Nem quero voltar ao tema da omissão de nossos legisladores em relação aos projetos de lei que pretendem reintroduzir no currículo do ensino público as disciplinas de cidadania, moral e cívica e estudos dos problemas brasileiros, matérias tão essenciais quanto às demais obrigatórias, sobretudo em tempos de cabal deterioração de nossos costumes políticos.
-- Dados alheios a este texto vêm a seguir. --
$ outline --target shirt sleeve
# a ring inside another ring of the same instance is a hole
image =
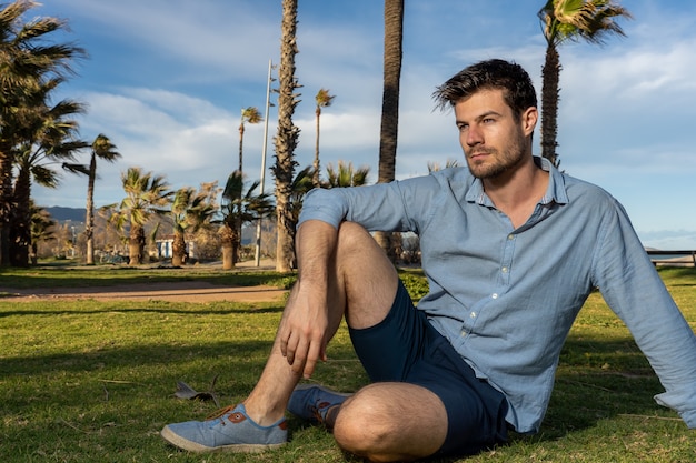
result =
[[[315,189],[305,197],[298,227],[307,220],[335,228],[350,221],[369,231],[418,232],[436,184],[437,180],[427,175],[368,187]]]
[[[604,221],[596,285],[626,323],[665,392],[657,403],[696,429],[696,336],[665,288],[620,204]]]

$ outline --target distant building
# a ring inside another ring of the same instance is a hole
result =
[[[173,256],[173,234],[168,235],[161,240],[155,241],[157,246],[158,259],[171,259]],[[186,243],[186,260],[195,259],[196,243]]]

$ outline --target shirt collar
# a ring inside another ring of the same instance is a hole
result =
[[[566,182],[563,177],[563,173],[556,169],[548,159],[534,157],[534,162],[539,165],[543,170],[549,173],[548,175],[548,188],[546,189],[546,193],[539,200],[539,204],[550,204],[555,202],[557,204],[567,204],[568,203],[568,194],[566,192]],[[466,200],[468,202],[476,202],[480,205],[494,207],[493,201],[484,191],[484,183],[480,179],[474,179],[474,183],[471,183],[471,188],[466,194]]]

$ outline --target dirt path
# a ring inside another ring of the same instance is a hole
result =
[[[275,286],[219,286],[206,282],[177,282],[93,288],[0,289],[0,292],[10,294],[1,299],[7,302],[78,299],[98,301],[279,302],[286,290]]]

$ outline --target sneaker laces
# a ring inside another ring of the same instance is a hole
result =
[[[210,415],[208,415],[208,417],[206,417],[206,421],[212,421],[212,420],[221,419],[222,416],[225,416],[229,412],[232,412],[236,407],[237,407],[237,404],[236,405],[228,405],[228,406],[226,406],[223,409],[216,410]]]

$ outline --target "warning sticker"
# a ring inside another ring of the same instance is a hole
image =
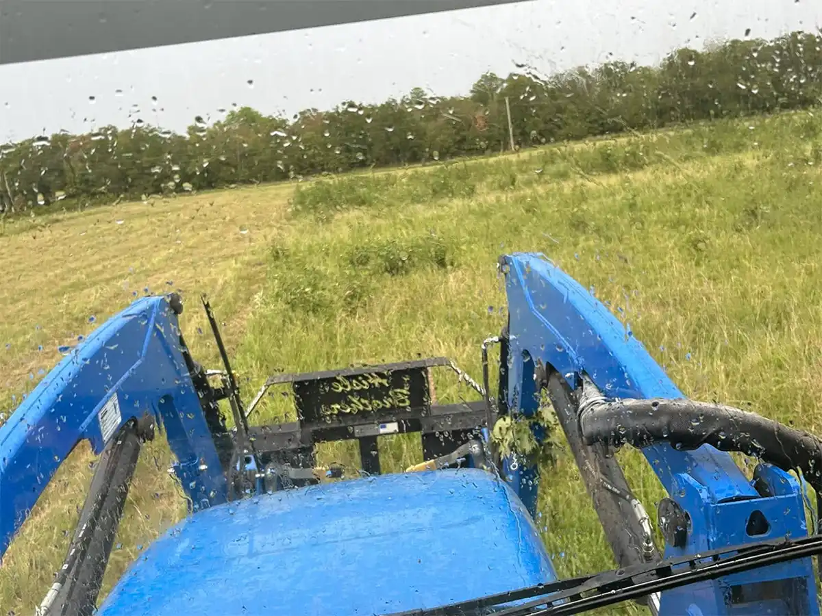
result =
[[[117,392],[109,398],[103,408],[97,413],[97,419],[100,424],[100,433],[103,434],[103,440],[108,440],[113,435],[117,429],[120,427],[122,416],[120,414],[120,401],[117,398]]]

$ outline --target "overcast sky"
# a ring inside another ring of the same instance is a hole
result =
[[[770,39],[818,25],[822,0],[535,0],[0,66],[0,141],[138,117],[182,131],[233,105],[291,115],[415,86],[464,94],[485,71],[506,76],[516,62],[544,74],[614,58],[655,63],[749,28]]]

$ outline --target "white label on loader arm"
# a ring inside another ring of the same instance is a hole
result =
[[[122,416],[120,414],[120,401],[117,399],[117,392],[109,398],[103,408],[97,413],[100,423],[100,432],[103,434],[103,442],[108,443],[114,432],[120,427]]]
E o pior é que, no lugar de levar civilidade aos jovens, se leva mais agressividade. Como se não bastasse a do próprio jogo pela hesitação dos juízes e omissão da CBF e da FIFA, fico estarrecido com as campanhas veiculadas. Veja-se como exemplo o comercial de um dos patrocinadores das transmissões de TV, uma companhia de cerveja. Nele, os jogadores são incitados a serem guerreiros, a lutarem como gladiadores, colocando o Brasil contra o resto do mundo, numa Copa de batalha. Soube, inclusive, que a campanha chegou a ser levada ao CONAR, órgão que regulamenta a publicidade no Brasil, e sua veiculação teria sido aprovada. O que não atenua, mas agrava a irresponsabilidade social de executivos e autoridades. Uma vez em jogo a formação de milhões de jovens para os valores éticos mais em falta no contexto da vida política e social brasileira, em plena crise de segurança, tolerância, convivência, legalidade, altruísmo, lealdade, honra, gentileza, nobreza e tantos mais.
Não bastasse o hino truncado no evento de maior audiência mundial, a educação pública precária, a cultura dominante de violência social e violação legal do país, a natural agressividade humana, a troca do futebol-arte pelo futebol-batalha é realmente uma eloqüente demonstração do desentendimento do que seja cidadania no Brasil de hoje.